Study shows that genetic diversity influences which adaptive mutations cause antimicrobial resistance.

Researchers have shown that genetic diversity plays a key role in enabling drug resistance to evolve. Scientists at the Wellcome Trust Sanger Institute and the Institute for Research on Cancer and Ageing of Nice in France show that high genetic diversity can prime new mutations that cause drug resistance.

The study published October 17 in the journal Cell Reports has implications for our understanding of the evolution of resistance to antimicrobial and anticancer drugs.

Previous studies had linked high genetic diversity within bacterial infections or in cancers with poor outcomes for patients treated with antimicrobial or chemotherapy drugs. Researchers in this study used budding yeast, creating populations of cells with more than 10 million different randomised genomes, to investigate how genetic diversity affected resistance. They evolved these to grow in antimicrobial drugs over four weeks and then studied the sensitive and resistant yeast cells.

"We found that the degree of diversity within the cell population – known as clonal heterogeneity – played a major role in the acquisition of antimicrobial resistance. By sequencing the genomes of sensitive and resistant cells we showed that some cells were pre-adapted, or primed, while other cells acquired new mutations to gain resistance,” said Dr Ignacio Vazquez-Garcia, the first author from the Wellcome Trust Sanger Institute and University of Cambridge.

By then crossing the evolved strains, the researchers were able to investigate the complex evolutionary processes involved in developing resistance.
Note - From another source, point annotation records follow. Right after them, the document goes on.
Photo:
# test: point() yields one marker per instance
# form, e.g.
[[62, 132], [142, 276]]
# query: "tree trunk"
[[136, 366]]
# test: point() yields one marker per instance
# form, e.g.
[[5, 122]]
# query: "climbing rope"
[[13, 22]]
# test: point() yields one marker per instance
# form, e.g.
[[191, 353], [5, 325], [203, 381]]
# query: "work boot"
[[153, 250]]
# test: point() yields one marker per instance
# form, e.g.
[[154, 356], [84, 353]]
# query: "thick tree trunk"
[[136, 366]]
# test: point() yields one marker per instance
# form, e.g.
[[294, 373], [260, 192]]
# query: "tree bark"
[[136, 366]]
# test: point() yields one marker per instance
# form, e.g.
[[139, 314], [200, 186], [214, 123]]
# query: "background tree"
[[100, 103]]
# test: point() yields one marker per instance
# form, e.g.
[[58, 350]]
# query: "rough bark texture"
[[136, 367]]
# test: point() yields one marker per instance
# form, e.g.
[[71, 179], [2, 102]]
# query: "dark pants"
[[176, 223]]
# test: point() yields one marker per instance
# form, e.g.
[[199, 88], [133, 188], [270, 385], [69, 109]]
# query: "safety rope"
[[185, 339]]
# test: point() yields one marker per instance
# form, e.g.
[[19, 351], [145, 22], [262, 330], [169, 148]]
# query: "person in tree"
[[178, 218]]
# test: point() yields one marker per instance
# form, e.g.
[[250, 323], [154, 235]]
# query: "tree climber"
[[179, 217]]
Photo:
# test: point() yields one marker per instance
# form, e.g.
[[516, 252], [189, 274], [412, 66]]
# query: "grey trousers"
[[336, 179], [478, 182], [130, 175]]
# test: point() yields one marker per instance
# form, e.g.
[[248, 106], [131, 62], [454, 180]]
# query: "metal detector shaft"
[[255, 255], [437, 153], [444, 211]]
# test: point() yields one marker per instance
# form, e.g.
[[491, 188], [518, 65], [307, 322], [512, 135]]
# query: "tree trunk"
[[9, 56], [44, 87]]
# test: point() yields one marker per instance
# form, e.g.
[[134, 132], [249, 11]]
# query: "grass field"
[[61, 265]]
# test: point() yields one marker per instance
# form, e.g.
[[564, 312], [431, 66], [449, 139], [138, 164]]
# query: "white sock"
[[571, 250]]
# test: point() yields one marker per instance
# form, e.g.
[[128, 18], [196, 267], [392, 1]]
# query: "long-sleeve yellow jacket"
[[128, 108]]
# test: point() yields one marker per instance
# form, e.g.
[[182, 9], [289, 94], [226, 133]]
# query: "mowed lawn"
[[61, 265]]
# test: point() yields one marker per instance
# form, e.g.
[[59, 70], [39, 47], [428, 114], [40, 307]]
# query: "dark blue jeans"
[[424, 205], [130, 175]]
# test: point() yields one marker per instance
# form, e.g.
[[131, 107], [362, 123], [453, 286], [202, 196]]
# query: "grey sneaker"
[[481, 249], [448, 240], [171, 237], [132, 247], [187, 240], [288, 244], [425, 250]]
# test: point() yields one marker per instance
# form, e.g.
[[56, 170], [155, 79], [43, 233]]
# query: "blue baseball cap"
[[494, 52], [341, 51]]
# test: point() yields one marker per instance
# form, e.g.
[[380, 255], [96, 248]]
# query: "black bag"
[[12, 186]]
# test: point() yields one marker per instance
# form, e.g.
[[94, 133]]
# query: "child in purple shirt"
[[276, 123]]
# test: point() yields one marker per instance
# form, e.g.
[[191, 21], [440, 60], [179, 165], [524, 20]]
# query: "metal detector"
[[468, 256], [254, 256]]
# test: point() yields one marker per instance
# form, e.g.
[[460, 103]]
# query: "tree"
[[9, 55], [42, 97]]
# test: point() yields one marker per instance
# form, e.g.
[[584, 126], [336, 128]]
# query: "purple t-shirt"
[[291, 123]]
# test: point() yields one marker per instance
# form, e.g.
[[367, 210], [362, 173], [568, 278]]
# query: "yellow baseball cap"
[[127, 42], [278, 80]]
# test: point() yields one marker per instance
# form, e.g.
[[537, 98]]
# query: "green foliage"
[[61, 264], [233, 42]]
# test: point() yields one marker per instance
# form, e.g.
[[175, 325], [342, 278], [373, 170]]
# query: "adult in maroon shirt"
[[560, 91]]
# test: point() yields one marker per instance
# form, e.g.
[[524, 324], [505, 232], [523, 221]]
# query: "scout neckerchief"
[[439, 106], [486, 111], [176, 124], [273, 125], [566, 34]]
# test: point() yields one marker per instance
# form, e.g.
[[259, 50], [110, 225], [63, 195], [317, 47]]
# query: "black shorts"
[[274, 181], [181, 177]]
They were able to see not only which mutations drove resistance – called driver mutations – but also how the background mutations affected these.

They discovered two types of driver mutations. Cells with weak driver mutations needed other background mutations to grow well in antimicrobial drugs, however cells with strong driver mutations developed resistance to drugs regardless of the genetic background.

“We were able to study the evolution in time by combining genome sequences of the cell populations and tracking the growth characteristics of the yeast cells. We found that the genetic background had a major influence on whether or not weaker mutations would confer drug resistance, and in these cases many different cells adapted in a wave. However, with any genetic background, cells with strong driver mutations could “leapfrog” and outcompete other cells growing in the drugs,” said professor Gianni Liti, a senior author on the paper from the Institute for Research on Cancer and Ageing, Nice.